Millennials and the Movies (And Get Off Neal Gabler's Lawn)

Still from Citizen Kane

Film’s death knell rings again, this time from the pen of Neal Gabler at the LA Times:1

Young people, so-called millennials, don’t seem to think of movies as art the way so many boomers did. They think of them as fashion, and like fashion, movies have to be new and cool to warrant attention.

And we’re off. Where’s the proof, Neal?

There are, unfortunately, no studies of which I am aware that examine the relationship of millennials to old movies.

Hmm…

At best we have dated surveys about the antipathy of young people to black-and-white films. But MTV did conduct a study recently of how young people relate to contemporary films, which found that movies are deeply embedded in the social networking process.

And later:

There is a sense that if you can’t tweet about it or post a comment about it on your Facebook wall, it has no value.

Wrong.

If Twitter and Facebook were around forty years ago, would baby boomers’ collective conversations have been any more insightful? I bet not. Lucky for Gabler, though, the only evidence of that laudable generation’s film experience comes from its greatest minds, in print.

Indeed, the most ardent movie enthusiasts of the past generation were reverential of old movies. Andrew Sarris, who died last month and who was among the nation’s most influential film critics in the ’70s and ’80s, made his reputation not just by importing the auteur theory from France that celebrated the authorial role of the director but by disinterring many of those old directors from film history.

Comparing all young peoples’ tweets to one of criticism’s greatest minds seems foolhardy, to say the least. But let’s hear what Gabler’s friends have to say.
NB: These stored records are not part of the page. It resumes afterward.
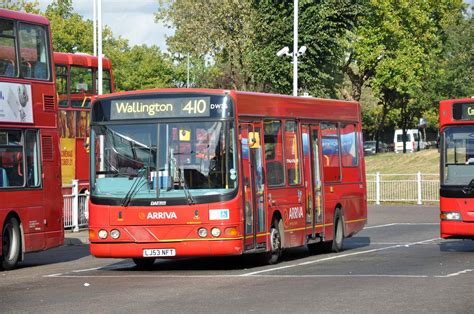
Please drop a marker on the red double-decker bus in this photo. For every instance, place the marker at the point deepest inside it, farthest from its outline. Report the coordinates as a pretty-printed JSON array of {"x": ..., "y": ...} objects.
[
  {"x": 76, "y": 83},
  {"x": 456, "y": 125},
  {"x": 31, "y": 202},
  {"x": 197, "y": 172}
]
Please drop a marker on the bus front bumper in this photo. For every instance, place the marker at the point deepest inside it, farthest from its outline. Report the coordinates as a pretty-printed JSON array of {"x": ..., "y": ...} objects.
[
  {"x": 457, "y": 230},
  {"x": 167, "y": 249}
]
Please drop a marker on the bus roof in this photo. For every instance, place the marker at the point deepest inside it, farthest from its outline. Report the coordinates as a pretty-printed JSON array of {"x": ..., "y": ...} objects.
[
  {"x": 23, "y": 16},
  {"x": 446, "y": 112},
  {"x": 263, "y": 104},
  {"x": 80, "y": 59}
]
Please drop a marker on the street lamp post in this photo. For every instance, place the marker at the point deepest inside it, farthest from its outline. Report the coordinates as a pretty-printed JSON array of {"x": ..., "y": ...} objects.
[{"x": 296, "y": 52}]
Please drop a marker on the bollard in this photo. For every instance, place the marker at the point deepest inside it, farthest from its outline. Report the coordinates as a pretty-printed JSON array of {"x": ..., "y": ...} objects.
[
  {"x": 377, "y": 188},
  {"x": 75, "y": 205},
  {"x": 418, "y": 181}
]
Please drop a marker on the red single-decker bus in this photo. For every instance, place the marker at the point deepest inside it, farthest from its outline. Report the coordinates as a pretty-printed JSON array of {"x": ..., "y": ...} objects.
[
  {"x": 456, "y": 126},
  {"x": 198, "y": 172},
  {"x": 31, "y": 216}
]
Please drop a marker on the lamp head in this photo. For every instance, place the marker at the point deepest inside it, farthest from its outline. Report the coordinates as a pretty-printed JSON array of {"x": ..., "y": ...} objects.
[{"x": 283, "y": 51}]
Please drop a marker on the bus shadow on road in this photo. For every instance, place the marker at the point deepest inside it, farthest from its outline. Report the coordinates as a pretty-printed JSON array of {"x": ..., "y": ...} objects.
[
  {"x": 54, "y": 256},
  {"x": 229, "y": 263},
  {"x": 466, "y": 245}
]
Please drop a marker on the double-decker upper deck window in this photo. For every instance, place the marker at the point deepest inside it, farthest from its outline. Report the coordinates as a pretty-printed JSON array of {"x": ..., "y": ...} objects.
[
  {"x": 34, "y": 52},
  {"x": 81, "y": 80},
  {"x": 7, "y": 49},
  {"x": 61, "y": 81},
  {"x": 106, "y": 82}
]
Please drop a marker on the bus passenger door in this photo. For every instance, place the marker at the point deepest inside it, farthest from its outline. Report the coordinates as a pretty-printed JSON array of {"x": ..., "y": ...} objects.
[
  {"x": 253, "y": 185},
  {"x": 312, "y": 177}
]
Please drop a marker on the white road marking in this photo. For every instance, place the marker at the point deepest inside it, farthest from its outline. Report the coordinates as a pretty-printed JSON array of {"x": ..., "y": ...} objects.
[
  {"x": 403, "y": 224},
  {"x": 339, "y": 256},
  {"x": 456, "y": 274}
]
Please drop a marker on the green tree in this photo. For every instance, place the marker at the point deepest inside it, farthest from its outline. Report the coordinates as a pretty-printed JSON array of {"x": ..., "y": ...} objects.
[
  {"x": 21, "y": 5},
  {"x": 136, "y": 67},
  {"x": 216, "y": 29},
  {"x": 393, "y": 50},
  {"x": 70, "y": 32},
  {"x": 322, "y": 27},
  {"x": 144, "y": 67}
]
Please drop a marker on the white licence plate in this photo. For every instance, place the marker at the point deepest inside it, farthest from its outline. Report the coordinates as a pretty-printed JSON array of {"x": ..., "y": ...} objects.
[{"x": 158, "y": 252}]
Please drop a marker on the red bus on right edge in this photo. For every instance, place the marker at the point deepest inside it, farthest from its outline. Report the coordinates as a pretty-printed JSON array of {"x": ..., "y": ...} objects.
[
  {"x": 456, "y": 126},
  {"x": 198, "y": 172}
]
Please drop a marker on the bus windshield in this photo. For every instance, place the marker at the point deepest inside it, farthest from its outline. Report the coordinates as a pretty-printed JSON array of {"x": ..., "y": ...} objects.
[
  {"x": 458, "y": 155},
  {"x": 175, "y": 160}
]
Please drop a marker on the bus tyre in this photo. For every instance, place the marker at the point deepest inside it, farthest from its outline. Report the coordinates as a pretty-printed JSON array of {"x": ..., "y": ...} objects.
[
  {"x": 338, "y": 241},
  {"x": 273, "y": 256},
  {"x": 11, "y": 244},
  {"x": 144, "y": 263}
]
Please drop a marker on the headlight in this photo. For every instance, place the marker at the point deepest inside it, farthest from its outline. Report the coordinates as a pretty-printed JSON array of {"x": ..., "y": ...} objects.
[
  {"x": 115, "y": 234},
  {"x": 202, "y": 232},
  {"x": 103, "y": 234},
  {"x": 450, "y": 216},
  {"x": 215, "y": 232}
]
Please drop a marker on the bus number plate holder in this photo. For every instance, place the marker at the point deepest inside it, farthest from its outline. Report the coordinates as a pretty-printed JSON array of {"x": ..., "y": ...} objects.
[{"x": 158, "y": 252}]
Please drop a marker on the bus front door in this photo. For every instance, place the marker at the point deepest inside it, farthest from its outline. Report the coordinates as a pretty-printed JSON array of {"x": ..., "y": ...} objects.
[
  {"x": 253, "y": 185},
  {"x": 312, "y": 177}
]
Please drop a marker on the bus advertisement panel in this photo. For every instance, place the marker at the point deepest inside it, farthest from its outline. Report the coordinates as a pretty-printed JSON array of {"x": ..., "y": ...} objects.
[
  {"x": 31, "y": 216},
  {"x": 76, "y": 83},
  {"x": 196, "y": 172},
  {"x": 457, "y": 168}
]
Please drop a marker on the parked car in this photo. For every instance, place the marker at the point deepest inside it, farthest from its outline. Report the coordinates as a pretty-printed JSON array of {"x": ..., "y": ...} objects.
[
  {"x": 413, "y": 141},
  {"x": 369, "y": 147}
]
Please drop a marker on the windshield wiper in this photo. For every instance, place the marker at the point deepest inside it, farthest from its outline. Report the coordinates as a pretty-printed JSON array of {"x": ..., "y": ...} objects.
[
  {"x": 136, "y": 185},
  {"x": 187, "y": 193},
  {"x": 468, "y": 188}
]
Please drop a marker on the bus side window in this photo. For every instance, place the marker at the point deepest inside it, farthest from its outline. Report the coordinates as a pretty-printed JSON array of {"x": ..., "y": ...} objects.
[
  {"x": 274, "y": 153},
  {"x": 3, "y": 178},
  {"x": 331, "y": 153}
]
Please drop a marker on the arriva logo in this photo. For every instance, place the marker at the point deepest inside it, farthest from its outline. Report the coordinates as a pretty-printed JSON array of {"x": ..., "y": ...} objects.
[{"x": 161, "y": 215}]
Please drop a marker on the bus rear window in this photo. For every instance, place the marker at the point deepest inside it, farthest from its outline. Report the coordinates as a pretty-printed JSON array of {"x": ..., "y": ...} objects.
[
  {"x": 33, "y": 52},
  {"x": 7, "y": 49}
]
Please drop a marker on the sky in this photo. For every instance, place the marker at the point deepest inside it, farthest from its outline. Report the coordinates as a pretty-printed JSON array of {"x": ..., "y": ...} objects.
[{"x": 130, "y": 19}]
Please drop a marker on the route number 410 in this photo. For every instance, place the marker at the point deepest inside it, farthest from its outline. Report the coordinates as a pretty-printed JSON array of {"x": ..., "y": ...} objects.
[{"x": 195, "y": 106}]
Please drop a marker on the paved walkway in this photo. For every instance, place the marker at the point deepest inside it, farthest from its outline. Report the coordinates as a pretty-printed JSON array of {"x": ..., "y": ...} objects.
[{"x": 76, "y": 238}]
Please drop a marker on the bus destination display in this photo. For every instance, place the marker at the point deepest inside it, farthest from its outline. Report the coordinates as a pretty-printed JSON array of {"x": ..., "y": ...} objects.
[
  {"x": 160, "y": 108},
  {"x": 463, "y": 111}
]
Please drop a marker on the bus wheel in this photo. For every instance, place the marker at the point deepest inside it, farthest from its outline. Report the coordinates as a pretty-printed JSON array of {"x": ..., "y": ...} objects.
[
  {"x": 336, "y": 244},
  {"x": 11, "y": 244},
  {"x": 338, "y": 241},
  {"x": 274, "y": 254},
  {"x": 144, "y": 263}
]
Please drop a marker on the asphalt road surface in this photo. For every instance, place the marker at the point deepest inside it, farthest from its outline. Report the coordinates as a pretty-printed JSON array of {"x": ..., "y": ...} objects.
[{"x": 397, "y": 263}]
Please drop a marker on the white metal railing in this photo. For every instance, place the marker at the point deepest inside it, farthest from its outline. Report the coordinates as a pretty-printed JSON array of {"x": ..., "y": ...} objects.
[
  {"x": 76, "y": 208},
  {"x": 416, "y": 187}
]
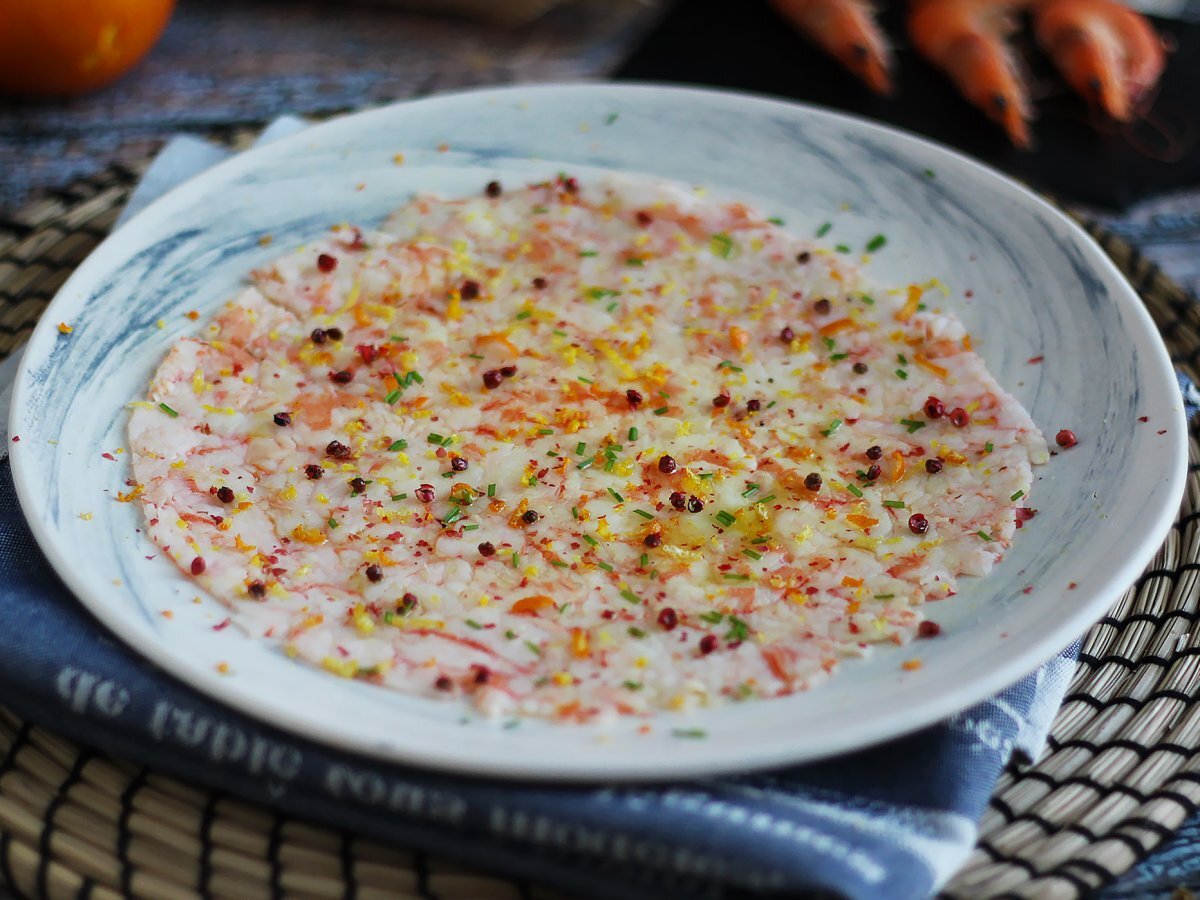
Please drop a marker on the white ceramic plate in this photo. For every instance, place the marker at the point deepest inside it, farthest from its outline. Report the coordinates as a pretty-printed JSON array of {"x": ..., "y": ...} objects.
[{"x": 1026, "y": 281}]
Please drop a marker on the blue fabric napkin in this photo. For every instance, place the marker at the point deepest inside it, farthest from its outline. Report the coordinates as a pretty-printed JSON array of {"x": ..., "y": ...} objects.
[{"x": 891, "y": 821}]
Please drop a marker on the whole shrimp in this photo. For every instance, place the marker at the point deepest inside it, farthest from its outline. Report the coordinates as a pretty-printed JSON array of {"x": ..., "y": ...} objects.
[{"x": 1107, "y": 52}]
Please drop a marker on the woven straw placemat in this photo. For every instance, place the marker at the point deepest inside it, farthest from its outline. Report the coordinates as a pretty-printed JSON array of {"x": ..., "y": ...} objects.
[{"x": 1121, "y": 773}]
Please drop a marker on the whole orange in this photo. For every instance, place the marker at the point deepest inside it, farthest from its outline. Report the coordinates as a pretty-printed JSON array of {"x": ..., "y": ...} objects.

Another friend who teaches at a prestigious university told me that while a good number of his self-selected class of undergraduates studying film history did respond to many of the old films he showed, for example Hitchcock movies, they expressed only cold admiration for many other classic films, including “Citizen Kane,” which they found antiquated.

As well they should. It is over seventy years old, after all.

And yet another friend, this one a high school teacher in California heading a film class, said his students were bored by “The Godfather.” He won’t be teaching the course again because there wasn’t sufficient interest.

I’ve taught film to students from elementary school age straight on up to college, and I can tell you firsthand that young people need to be fed something more interesting than an AFI-compiled boomer-stroking greatest hits list. Film education needs to grow and change, not rely on the same stale syllabi that worked once upon a time. When you meet them where they are, you will be surprised by how exhilarated young people are by movies, even old ones.

Contrary to Gabler, the classics are not sacrosanct. Film history and appreciation is much more interesting than the accepted good taste of a bygone few. Preservation and the auteur theory didn’t always exist and are, quite possibly, unique to the baby boomer generation.

I’m not suggesting that any of these elements of cinema culture be dismantled. Quite the opposite. In order for institutions like film education and preservation to survive, they must prove malleable enough to weather generational shifts. Otherwise Gabler’s greatest fears will come true, and future generations won’t know a wide shot from a hole in the ground.

Just because young people approach cinema differently than their parents and grandparents does not mean they’ve dissociated themselves from the art. If all you have to go on are social media posts and anecdotal yarns from colleagues who can’t keep a classroom interested, then yes, a very bleak picture of film’s state of affairs develops. But I like to think that there are more exciting things happening with young film goers and makers, even among those who can’t connect with Citizen Kane.